What is Staking?
Proof-of-Stake, also known as Staking, is the next revolution of blockchain consensus mechanisms. It improves several of the key issues of the currently dominating Proof-of-Work consensus mechanism.
In simple terms, Proof-of-Stake is a new standard (consensus algorithm) for running the decentralized blockchain infrastructure. It is a set of rules according to which the distribution of responsibilities for validating and recording transactions on the blockchain occurs and rewards are allocated.
Different Proof-of-Stake have slightly different set of rules, but in its core they are all about two questions:
• Who receives the right to validate and record transactions?
• What are the rewards for miners (operators) for validating and recording transactions
The right to validate transactions under Proof-of-Stake depends on different criteria. The most important criteria is the amount of the tokens the miner owns (the stake).
Proof-of-Work vs Proof-of-Stake
Different from Proof-of-Work, where the right to record transactions goes to those who runs the most powerful machines, under the Proof-of-Stake, the right goes to those with the biggest stake in the blockchain. This means that if a miner holds 5% of all coins, theoretically he can mine up to 5% of all blocks. This is not always the case and depends on the specifics of the protocol (blockchain) but illustrates the general principle.
The biggest coin holders also lock a certain amount of coins in a wallet as a collateral before they are allowed to validate the transactions of the network. During the time their coins are locked as a stake, they cannot sell or convert them. Therefore, they have the incentive to conduct the transaction’s validation in the best way possible so the value of their stake will not depreciate; and they will receive a coin reward for their service similar to miners in Proof-of-Work e.g. working as protectors of the network. The Stakeholders that own a relatively big share of the tokens have the tools to authorise the addition of new blocks once the miners discover them using the computational power of their hardware.
Apart from the size of the stake, there are other criteria that define the rule to validate and record transactions. There are two common methods for this, the Randomized Block Selection method and Coin Age Selection method.
The first method selects miners by taking the nodes with the highest stake and lowest hash values for consensus creation. Due to the public nature of the blockchain, the next miner can be predicted by the value of his stake.
The second method uses time as a factor for miner selection therefore the name Coin Age. This is done by multiplying the number of coins someone stakes and the time, usually in days, of staking. After being selected as a miner and validating the block. The coin age is set back to zero. This is done to prevent validation by only nodes with a high stake in the network.
This all goes with the low energy consumption for validation of blocks, since no mathematical quiz has to be solved. The stakeholders are motivated to work for the benefit of the protocol they use and earn a passive income for doing so.
Combining Proof-of-Work consensus with staking elements
Next to pure Proof-of-Stake protocols, there are other innovative approaches of combining Proof-of-Work consensus with staking elements.

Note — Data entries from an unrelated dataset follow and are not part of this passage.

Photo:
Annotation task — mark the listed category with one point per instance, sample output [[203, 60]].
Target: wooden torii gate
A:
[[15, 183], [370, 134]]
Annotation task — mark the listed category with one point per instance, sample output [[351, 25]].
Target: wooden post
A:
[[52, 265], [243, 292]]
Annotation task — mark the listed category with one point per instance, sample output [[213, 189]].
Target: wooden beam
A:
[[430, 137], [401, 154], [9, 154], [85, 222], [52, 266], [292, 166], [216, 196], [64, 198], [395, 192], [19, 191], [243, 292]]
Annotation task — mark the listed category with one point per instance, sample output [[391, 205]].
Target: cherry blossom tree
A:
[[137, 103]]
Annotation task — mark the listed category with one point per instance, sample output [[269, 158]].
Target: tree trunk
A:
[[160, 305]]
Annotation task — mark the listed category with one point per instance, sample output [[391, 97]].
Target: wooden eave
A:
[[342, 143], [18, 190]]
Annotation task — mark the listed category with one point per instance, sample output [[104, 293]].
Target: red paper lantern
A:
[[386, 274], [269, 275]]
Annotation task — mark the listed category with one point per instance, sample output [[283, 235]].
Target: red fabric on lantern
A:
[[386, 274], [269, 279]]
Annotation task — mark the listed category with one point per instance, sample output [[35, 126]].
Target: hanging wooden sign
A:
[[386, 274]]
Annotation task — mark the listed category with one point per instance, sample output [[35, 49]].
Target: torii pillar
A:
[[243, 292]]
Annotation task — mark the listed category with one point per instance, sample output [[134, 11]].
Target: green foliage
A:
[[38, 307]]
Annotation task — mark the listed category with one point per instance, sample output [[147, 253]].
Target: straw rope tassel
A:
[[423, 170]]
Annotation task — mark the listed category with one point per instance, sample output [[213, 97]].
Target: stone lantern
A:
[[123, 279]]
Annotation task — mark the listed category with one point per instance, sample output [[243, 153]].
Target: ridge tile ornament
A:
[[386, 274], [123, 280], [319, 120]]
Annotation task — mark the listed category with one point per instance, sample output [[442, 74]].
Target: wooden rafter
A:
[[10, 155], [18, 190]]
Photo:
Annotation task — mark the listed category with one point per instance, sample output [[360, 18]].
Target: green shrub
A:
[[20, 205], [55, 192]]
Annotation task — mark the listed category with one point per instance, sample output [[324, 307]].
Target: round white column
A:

For instance, with Dash utilizes Proof-of -Work consensus where miners validate and sort transactions, write blocks and compete in mathematical quizzes in order to receive mining rewards. On a second layer, services are provided by Masternodes. They are an integral part of the governance and voting system of the Dash protocol and also contribute to the validation of special types of transactions like InstantSend. For these services the Masternodes also receive block rewards. In order to run a Masternode one has to stake 1000 Dash (current market value of 73’000 USD, 08.10.2019).
Staking is taken up by savvy crypto investors and funds. More and more service providers are offering technical staking services for a fee. Recently 6.5 billion USD crypto assets were staked on different blockchain networks.